Сага о Рорке - Астахов Андрей Львович (читать книги .txt) 📗
Все его обманули. Обманул заезжий грек, подсунул какую-то рыжую шлюху, которая ничего не смогла сделать с проклятым. Обманул Саркел. Обманул Позвезд, обещал быструю и скорую победу, а где она? Навии уже здесь, в доме. Там, внизу, уже скрипят половицы под их тяжелой поступью.
Скорее нутром, чем слухом, Боживой определил, что кто-то подошел к двери. Князь метнулся в угол, не смел смотреть в сторону входа, только косился, как испуганный пес.
Дверь скрипнула, открылась. Высокая фигура возникла перед князем, спросила грозно:
– Где она?
– Поди прочь! – пролепетал Боживой, закрываясь руками.
– А, козий сын! – Саркел оскалил белые зубы, зашипел гадюкой. – Хорзы или меда опился, богом клянусь!

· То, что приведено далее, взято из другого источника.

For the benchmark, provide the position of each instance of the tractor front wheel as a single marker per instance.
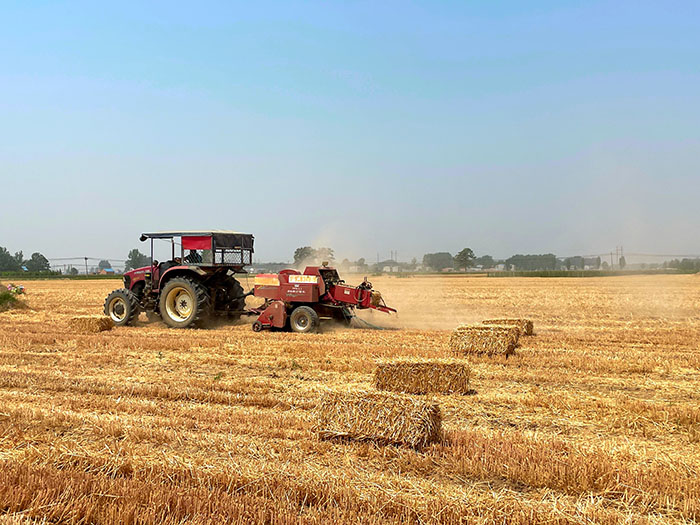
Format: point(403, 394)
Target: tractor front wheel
point(183, 303)
point(122, 306)
point(304, 320)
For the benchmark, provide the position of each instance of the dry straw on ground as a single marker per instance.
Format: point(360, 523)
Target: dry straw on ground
point(91, 323)
point(379, 417)
point(420, 376)
point(490, 340)
point(525, 325)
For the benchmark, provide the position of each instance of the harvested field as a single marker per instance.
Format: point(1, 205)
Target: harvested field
point(421, 376)
point(378, 417)
point(91, 323)
point(525, 325)
point(594, 420)
point(487, 340)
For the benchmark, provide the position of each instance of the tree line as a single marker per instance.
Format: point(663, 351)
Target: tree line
point(16, 263)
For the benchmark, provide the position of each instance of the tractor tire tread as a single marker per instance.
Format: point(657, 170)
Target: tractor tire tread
point(133, 305)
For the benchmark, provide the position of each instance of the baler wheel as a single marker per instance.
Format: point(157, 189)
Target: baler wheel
point(235, 295)
point(183, 303)
point(122, 306)
point(304, 320)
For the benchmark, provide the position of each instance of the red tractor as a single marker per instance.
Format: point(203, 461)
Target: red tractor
point(300, 301)
point(189, 287)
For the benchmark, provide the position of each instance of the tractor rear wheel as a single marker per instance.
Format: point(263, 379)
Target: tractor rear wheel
point(122, 307)
point(183, 303)
point(304, 320)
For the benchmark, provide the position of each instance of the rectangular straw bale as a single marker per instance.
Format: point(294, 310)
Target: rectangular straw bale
point(420, 376)
point(526, 326)
point(479, 339)
point(380, 417)
point(91, 323)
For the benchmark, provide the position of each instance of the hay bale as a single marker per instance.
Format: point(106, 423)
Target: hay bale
point(91, 323)
point(420, 376)
point(479, 339)
point(380, 417)
point(525, 325)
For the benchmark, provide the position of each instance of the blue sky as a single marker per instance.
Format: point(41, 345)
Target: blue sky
point(569, 127)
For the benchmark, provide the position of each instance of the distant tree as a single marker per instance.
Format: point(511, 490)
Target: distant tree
point(547, 261)
point(37, 263)
point(8, 263)
point(303, 254)
point(465, 258)
point(136, 259)
point(438, 261)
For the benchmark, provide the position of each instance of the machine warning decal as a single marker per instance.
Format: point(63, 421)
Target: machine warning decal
point(303, 279)
point(267, 280)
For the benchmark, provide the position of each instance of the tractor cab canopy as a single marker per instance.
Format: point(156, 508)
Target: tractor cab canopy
point(208, 248)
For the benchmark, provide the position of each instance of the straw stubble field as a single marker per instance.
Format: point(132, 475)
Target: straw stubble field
point(594, 419)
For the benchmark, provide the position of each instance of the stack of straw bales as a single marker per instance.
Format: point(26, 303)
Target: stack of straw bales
point(420, 376)
point(490, 340)
point(525, 325)
point(91, 324)
point(380, 417)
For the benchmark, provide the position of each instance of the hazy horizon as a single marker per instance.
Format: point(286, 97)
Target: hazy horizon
point(424, 127)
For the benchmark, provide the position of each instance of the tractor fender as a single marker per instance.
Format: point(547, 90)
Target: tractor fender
point(180, 271)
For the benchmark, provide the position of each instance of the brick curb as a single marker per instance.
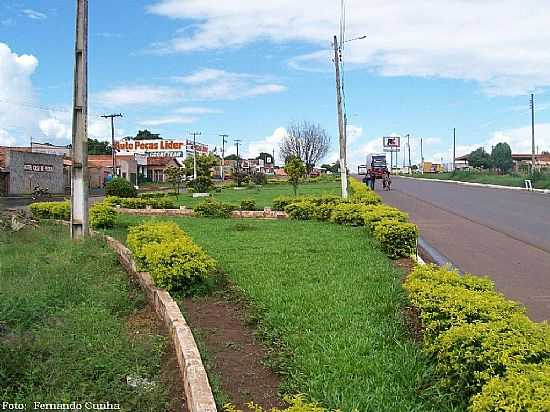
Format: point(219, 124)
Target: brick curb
point(198, 393)
point(237, 214)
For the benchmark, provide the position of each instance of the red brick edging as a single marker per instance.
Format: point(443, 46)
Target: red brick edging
point(237, 214)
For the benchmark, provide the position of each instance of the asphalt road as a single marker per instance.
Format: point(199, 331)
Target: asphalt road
point(500, 233)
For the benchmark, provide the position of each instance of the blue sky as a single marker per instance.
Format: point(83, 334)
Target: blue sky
point(248, 68)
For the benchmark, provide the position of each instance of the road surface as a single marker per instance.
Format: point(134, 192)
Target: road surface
point(504, 234)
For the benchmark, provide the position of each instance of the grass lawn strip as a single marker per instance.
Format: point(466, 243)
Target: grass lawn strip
point(68, 314)
point(332, 301)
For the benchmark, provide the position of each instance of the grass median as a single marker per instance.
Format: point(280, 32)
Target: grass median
point(330, 303)
point(65, 310)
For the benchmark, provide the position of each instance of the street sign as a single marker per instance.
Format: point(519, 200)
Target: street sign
point(392, 141)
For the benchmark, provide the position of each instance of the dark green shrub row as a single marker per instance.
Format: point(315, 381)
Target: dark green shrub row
point(174, 261)
point(486, 349)
point(51, 210)
point(214, 208)
point(140, 203)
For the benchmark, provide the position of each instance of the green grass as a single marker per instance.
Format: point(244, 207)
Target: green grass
point(513, 180)
point(64, 333)
point(262, 195)
point(330, 303)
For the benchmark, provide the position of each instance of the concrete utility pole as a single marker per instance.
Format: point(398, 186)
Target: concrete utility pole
point(79, 168)
point(237, 143)
point(532, 132)
point(113, 151)
point(341, 126)
point(195, 134)
point(223, 136)
point(454, 149)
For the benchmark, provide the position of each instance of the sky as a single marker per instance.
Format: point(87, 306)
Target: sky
point(248, 68)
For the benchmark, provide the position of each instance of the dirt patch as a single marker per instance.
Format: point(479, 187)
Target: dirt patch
point(145, 322)
point(235, 353)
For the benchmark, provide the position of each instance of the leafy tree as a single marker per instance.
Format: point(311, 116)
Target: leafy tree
point(296, 171)
point(175, 176)
point(479, 158)
point(307, 141)
point(95, 147)
point(501, 157)
point(265, 157)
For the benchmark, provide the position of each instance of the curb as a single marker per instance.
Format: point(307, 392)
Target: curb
point(237, 214)
point(198, 394)
point(458, 182)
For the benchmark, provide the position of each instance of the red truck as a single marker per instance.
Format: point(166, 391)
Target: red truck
point(376, 165)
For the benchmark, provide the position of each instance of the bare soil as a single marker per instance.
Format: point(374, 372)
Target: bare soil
point(145, 322)
point(237, 356)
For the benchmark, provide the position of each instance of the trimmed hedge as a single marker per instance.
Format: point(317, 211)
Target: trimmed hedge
point(524, 388)
point(214, 208)
point(487, 351)
point(397, 239)
point(51, 210)
point(102, 216)
point(174, 261)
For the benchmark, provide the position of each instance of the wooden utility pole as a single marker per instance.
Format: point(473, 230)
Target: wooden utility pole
point(532, 132)
point(223, 136)
point(79, 168)
point(341, 126)
point(195, 134)
point(113, 151)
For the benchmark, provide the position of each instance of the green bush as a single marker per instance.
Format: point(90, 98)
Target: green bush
point(349, 214)
point(302, 210)
point(280, 202)
point(120, 187)
point(177, 264)
point(214, 208)
point(470, 355)
point(102, 216)
point(445, 300)
point(524, 388)
point(377, 213)
point(170, 256)
point(398, 239)
point(51, 210)
point(248, 204)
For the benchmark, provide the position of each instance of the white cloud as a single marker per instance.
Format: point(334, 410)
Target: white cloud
point(16, 92)
point(198, 110)
point(209, 84)
point(267, 144)
point(166, 120)
point(148, 95)
point(501, 44)
point(35, 15)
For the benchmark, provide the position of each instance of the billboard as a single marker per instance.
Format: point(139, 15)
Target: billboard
point(159, 148)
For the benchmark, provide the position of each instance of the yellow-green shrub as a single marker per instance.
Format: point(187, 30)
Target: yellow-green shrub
point(51, 210)
point(398, 239)
point(102, 216)
point(170, 256)
point(378, 213)
point(155, 232)
point(468, 356)
point(303, 210)
point(297, 404)
point(349, 214)
point(524, 388)
point(177, 264)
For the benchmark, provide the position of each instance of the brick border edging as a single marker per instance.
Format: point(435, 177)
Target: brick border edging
point(237, 214)
point(198, 394)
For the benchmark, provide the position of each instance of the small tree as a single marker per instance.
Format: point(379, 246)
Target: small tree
point(479, 158)
point(175, 176)
point(501, 157)
point(296, 171)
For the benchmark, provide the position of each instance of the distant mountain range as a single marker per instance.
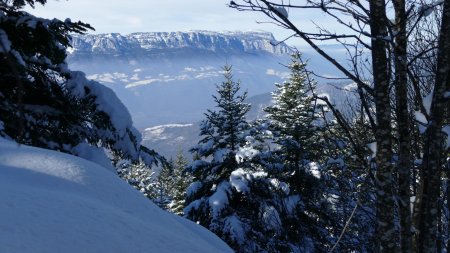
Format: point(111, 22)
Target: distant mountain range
point(167, 79)
point(155, 43)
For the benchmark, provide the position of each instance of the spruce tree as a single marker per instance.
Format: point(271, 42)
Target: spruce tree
point(298, 131)
point(211, 199)
point(181, 181)
point(162, 186)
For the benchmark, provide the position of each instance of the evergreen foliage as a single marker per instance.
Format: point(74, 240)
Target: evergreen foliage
point(180, 182)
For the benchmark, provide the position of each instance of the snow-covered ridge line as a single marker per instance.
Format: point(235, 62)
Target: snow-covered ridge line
point(148, 42)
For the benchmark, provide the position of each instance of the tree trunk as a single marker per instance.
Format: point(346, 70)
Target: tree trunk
point(403, 123)
point(384, 179)
point(433, 154)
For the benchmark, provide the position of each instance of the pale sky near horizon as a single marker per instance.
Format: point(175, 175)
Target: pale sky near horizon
point(125, 17)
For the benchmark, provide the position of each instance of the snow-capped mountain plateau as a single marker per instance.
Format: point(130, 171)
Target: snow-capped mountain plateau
point(167, 79)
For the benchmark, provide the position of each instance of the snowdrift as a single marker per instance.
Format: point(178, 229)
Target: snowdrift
point(53, 202)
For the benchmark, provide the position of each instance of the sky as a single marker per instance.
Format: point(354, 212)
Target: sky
point(121, 16)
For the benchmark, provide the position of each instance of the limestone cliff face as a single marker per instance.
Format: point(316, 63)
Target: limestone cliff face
point(151, 42)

– Уходи! – Боживой начал размахивать руками, будто отгоняя кого, глаза его совсем остекленели. – Не ешь меня!
– Уйду, только с ней! – Хазарский хан обеими руками схватил шурича за плечи. – Говори, сурок трусливый, куда подевал мою жену? Некогда мне тебя выслушивать. Вот-вот северяне здесь будут. Говори, быстро!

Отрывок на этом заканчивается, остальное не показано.